Live Local Act helps Ravaudage secure more housing units

Live Local Act helps Ravaudage secure more housing units

The City Commission also approved a raise for the city manager and the money needed for two more police officers

Oct. 23, 2024

By Beth Kassab

The mixed-use Ravaudage development at Lee Road and U.S. 17-92 will gain the right to build an additional 113 housing units than originally approved after the developer made a request citing Florida’s Live Local Act, which is intended to provide more affordable housing.

The change approved in a 4-0 vote by the City Commission on Wednesday says 50% of the newly entitled units must be offered at rent affordable to individuals at or below 120% of the median adjusted gross income for Orange County. The revision also comes with a reduction in the square footage of office space in an attempt to keep future traffic associated with the project about even and the potential to convert proposed future hotel rooms to housing units.

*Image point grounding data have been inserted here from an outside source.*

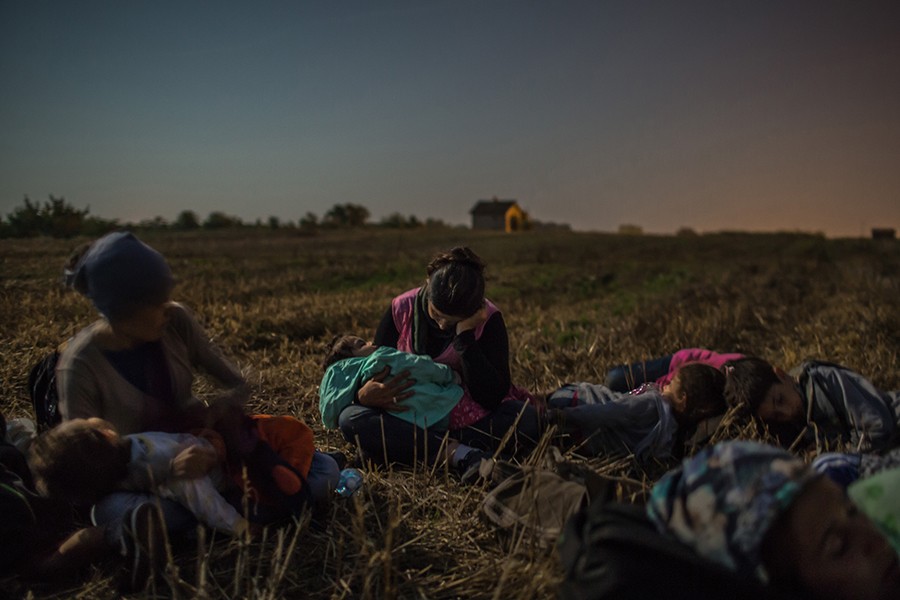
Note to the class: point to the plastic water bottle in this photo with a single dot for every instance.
(350, 481)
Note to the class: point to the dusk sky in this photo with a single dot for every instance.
(760, 115)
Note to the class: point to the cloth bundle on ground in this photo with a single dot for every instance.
(611, 551)
(539, 498)
(845, 407)
(602, 421)
(269, 460)
(723, 501)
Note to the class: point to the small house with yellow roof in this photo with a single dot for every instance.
(499, 215)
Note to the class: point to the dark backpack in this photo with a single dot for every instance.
(612, 551)
(42, 389)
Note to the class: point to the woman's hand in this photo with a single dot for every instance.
(193, 462)
(386, 394)
(472, 322)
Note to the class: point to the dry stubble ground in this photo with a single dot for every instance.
(575, 304)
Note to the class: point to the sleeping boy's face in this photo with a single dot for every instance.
(782, 403)
(360, 347)
(831, 549)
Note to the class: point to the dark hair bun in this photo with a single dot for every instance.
(462, 256)
(456, 282)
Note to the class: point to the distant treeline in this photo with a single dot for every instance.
(58, 218)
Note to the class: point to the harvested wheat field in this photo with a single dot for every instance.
(575, 304)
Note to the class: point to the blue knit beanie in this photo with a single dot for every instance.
(120, 273)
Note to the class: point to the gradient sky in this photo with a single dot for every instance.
(759, 115)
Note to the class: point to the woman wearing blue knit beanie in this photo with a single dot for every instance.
(134, 367)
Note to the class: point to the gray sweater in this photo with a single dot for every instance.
(90, 386)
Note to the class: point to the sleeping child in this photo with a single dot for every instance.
(83, 460)
(648, 422)
(351, 361)
(830, 405)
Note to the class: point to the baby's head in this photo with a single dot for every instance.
(346, 346)
(759, 511)
(768, 393)
(80, 460)
(696, 392)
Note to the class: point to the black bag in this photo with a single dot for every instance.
(42, 389)
(612, 551)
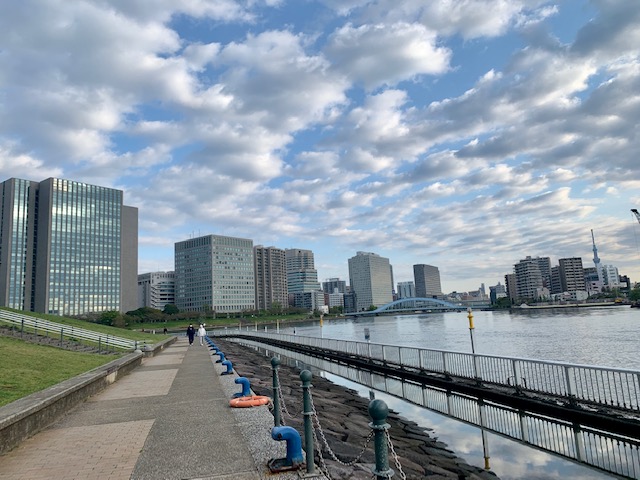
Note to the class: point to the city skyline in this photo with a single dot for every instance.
(465, 135)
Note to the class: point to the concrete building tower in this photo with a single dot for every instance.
(406, 290)
(572, 275)
(427, 281)
(370, 280)
(529, 284)
(332, 284)
(302, 277)
(215, 273)
(67, 248)
(156, 289)
(270, 277)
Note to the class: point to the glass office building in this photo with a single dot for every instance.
(215, 273)
(67, 248)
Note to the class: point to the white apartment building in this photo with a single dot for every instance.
(370, 280)
(156, 289)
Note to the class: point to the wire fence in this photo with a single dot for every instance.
(26, 324)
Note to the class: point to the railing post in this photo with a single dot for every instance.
(571, 385)
(305, 376)
(275, 363)
(378, 411)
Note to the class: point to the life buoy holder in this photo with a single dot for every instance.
(252, 401)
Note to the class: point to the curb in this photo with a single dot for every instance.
(27, 416)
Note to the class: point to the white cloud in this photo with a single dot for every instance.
(377, 55)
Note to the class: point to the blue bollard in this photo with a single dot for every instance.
(229, 366)
(246, 387)
(294, 458)
(378, 411)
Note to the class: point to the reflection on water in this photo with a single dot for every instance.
(508, 459)
(605, 336)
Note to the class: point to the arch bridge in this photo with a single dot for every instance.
(413, 304)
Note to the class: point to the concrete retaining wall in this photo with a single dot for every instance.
(27, 416)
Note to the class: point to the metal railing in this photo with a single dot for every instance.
(601, 386)
(596, 448)
(38, 326)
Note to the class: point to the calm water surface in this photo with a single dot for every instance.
(607, 336)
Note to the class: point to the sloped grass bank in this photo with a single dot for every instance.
(26, 368)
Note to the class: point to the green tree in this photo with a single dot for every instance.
(170, 309)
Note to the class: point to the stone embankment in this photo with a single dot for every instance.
(344, 419)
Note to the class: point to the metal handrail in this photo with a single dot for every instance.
(613, 387)
(29, 323)
(596, 448)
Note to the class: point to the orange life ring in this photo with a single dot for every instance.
(252, 401)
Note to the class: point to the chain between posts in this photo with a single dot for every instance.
(318, 427)
(326, 443)
(283, 405)
(396, 460)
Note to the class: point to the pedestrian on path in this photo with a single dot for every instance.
(191, 332)
(202, 333)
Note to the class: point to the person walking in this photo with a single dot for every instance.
(202, 333)
(191, 332)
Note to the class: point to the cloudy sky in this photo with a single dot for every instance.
(464, 134)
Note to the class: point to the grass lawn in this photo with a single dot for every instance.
(26, 368)
(94, 327)
(179, 325)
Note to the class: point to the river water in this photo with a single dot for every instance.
(605, 336)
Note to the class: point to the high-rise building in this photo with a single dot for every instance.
(511, 287)
(529, 283)
(370, 280)
(215, 273)
(406, 290)
(302, 275)
(156, 289)
(427, 281)
(67, 248)
(556, 283)
(497, 292)
(331, 285)
(572, 274)
(270, 268)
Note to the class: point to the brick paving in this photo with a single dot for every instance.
(169, 419)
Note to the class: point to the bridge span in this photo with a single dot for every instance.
(598, 397)
(413, 304)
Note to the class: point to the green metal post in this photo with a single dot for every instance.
(378, 411)
(275, 363)
(305, 376)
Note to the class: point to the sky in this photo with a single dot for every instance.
(465, 134)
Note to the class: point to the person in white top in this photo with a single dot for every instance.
(202, 333)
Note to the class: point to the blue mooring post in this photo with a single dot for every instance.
(275, 363)
(246, 387)
(294, 458)
(229, 366)
(305, 376)
(378, 411)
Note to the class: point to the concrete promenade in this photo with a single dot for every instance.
(168, 419)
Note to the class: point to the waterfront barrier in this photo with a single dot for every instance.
(294, 459)
(594, 447)
(27, 324)
(378, 412)
(593, 385)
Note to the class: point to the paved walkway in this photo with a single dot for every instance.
(168, 419)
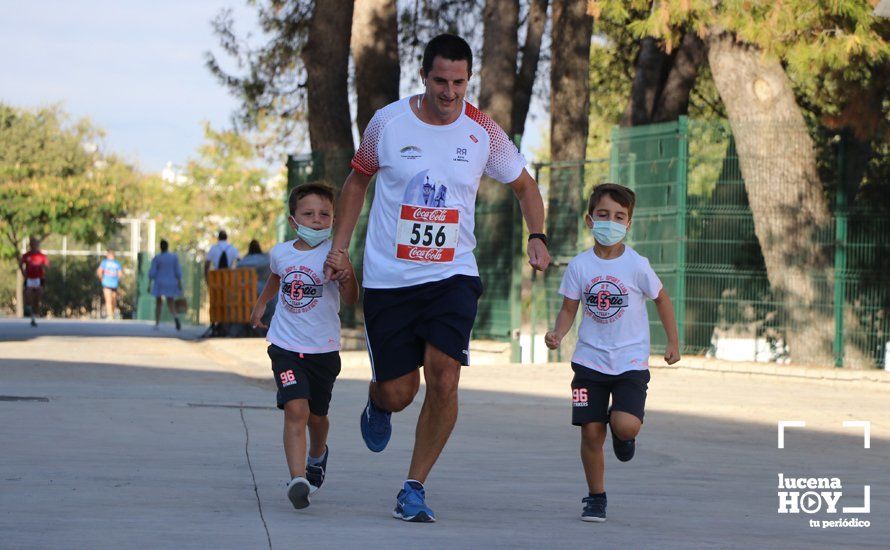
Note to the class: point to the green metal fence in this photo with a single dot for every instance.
(694, 223)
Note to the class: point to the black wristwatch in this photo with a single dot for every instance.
(541, 236)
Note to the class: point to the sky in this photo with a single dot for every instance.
(133, 67)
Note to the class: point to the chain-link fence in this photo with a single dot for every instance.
(695, 223)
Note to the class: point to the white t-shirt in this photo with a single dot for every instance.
(307, 318)
(614, 334)
(215, 253)
(421, 223)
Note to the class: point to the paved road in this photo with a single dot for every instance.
(147, 439)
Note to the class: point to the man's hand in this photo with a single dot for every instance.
(337, 265)
(538, 255)
(552, 339)
(672, 353)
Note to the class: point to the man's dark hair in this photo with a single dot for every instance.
(618, 193)
(300, 191)
(447, 46)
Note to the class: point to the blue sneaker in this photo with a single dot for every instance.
(411, 504)
(376, 427)
(594, 508)
(315, 472)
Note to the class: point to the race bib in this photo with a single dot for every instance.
(427, 234)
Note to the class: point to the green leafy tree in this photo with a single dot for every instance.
(54, 179)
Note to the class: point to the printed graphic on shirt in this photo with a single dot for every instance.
(301, 289)
(605, 299)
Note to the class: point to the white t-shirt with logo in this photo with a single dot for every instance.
(307, 315)
(421, 222)
(614, 334)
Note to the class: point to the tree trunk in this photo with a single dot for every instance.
(778, 163)
(494, 201)
(375, 53)
(326, 58)
(531, 54)
(570, 106)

The Live Local Act, originally passed by the Legislature in 2023, limits the ways in which local governments can restrict affordable housing developments. For example, developers are allowed to build affordable units at the highest density the city allows as well as construct buildings as tall as the highest residential or commercial building within one mile or three stories, whichever is higher.

In this case, the city originally approved Benjamin Partners LTD, which is led by Dan Bellows, to build 14.76 units per acre in Ravaudage. But the city allows as high as 17 units per acre elsewhere.

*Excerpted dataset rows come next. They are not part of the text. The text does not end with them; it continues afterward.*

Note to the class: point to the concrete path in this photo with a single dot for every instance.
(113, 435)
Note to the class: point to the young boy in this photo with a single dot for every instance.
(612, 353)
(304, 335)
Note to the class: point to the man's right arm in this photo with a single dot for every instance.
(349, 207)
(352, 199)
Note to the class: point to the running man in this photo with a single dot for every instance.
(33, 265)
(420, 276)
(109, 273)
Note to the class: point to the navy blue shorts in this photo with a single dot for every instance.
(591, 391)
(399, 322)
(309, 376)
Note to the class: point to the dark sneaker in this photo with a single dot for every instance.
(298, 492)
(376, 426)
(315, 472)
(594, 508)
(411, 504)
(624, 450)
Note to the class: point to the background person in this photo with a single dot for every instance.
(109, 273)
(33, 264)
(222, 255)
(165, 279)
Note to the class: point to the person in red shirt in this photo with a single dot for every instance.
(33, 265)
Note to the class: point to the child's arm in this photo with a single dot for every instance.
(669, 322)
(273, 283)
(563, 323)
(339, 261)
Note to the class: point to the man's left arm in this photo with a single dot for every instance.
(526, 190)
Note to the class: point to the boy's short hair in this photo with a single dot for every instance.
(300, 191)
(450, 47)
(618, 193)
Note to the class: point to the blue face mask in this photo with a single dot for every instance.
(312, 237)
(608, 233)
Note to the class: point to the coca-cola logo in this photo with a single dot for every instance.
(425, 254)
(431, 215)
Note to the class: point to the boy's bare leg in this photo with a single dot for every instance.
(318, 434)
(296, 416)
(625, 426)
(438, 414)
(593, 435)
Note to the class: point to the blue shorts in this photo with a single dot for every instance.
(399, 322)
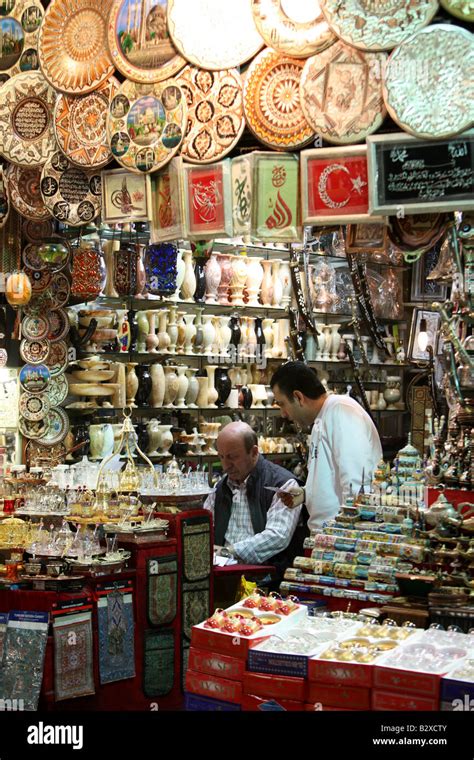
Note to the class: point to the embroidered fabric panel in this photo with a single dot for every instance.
(116, 637)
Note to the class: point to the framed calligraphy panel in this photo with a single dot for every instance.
(412, 176)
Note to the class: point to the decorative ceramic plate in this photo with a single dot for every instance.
(72, 45)
(428, 99)
(377, 24)
(80, 125)
(34, 407)
(146, 124)
(215, 34)
(341, 93)
(34, 378)
(292, 27)
(19, 27)
(58, 390)
(26, 124)
(25, 193)
(58, 427)
(57, 360)
(59, 290)
(33, 429)
(35, 328)
(215, 113)
(58, 325)
(139, 43)
(34, 351)
(272, 103)
(463, 9)
(72, 195)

“The applicant is asking to make up the difference,” said Allison McGillis, planning and zoning director.

Mayor Sheila DeCiccio and commissioners Marty Sullivan, Kris Cruzada and Todd Weaver voted for the changes that would allow 56 new affordable units and 57 new market rate units. Commissioner Craig Russell was unable to attend the meeting due to a family emergency.

City manager earns raise

Commissioners also voted to increase the salary of City Manager Randy Knight by 3.5%, in line with the increases received by other city employees. The raise will bring Knight’s pay to about $260,000, the second highest of local city managers falling only behind Orlando’s, according to Sullivan.

DeCiccio made the recommendation for Knight, who has spent 33 years with the city, citing his recent work on expanding the city’s Community Redevelopment Agency, which gives the city control over more county tax revenue for projects such as stormwater drainage, library programs and more.

Orlando approves CRA, now it’s up to the county

The Orlando City Commission this week approved the expansion of Winter Park’s CRA boundaries, which includes a tiny slice of Orlando. The final decision now rests with the Orange County Commission, which is scheduled to take up the matter next week.

If approved the CRA will be active until at least 2037 rather than sunsetting in 2027 and expand to more properties along Fairbanks from U.S. 17-92 to Interstate 4.

Dollars added for more police officers

Winter Park will pay to add two additional police officers to the new budget as a result of winning a $130,000 grant that will help fund a portion of the positions.

The grant will pay about $65,000 per new officer and commissioners opted to move about $282,000 from the city’s $450,000 contingency fund to the police department to make up the difference for the outfitted vehicles ($77,000 a piece), equipment ($32,000 a piece) and wages and benefits (about $97,000 a piece).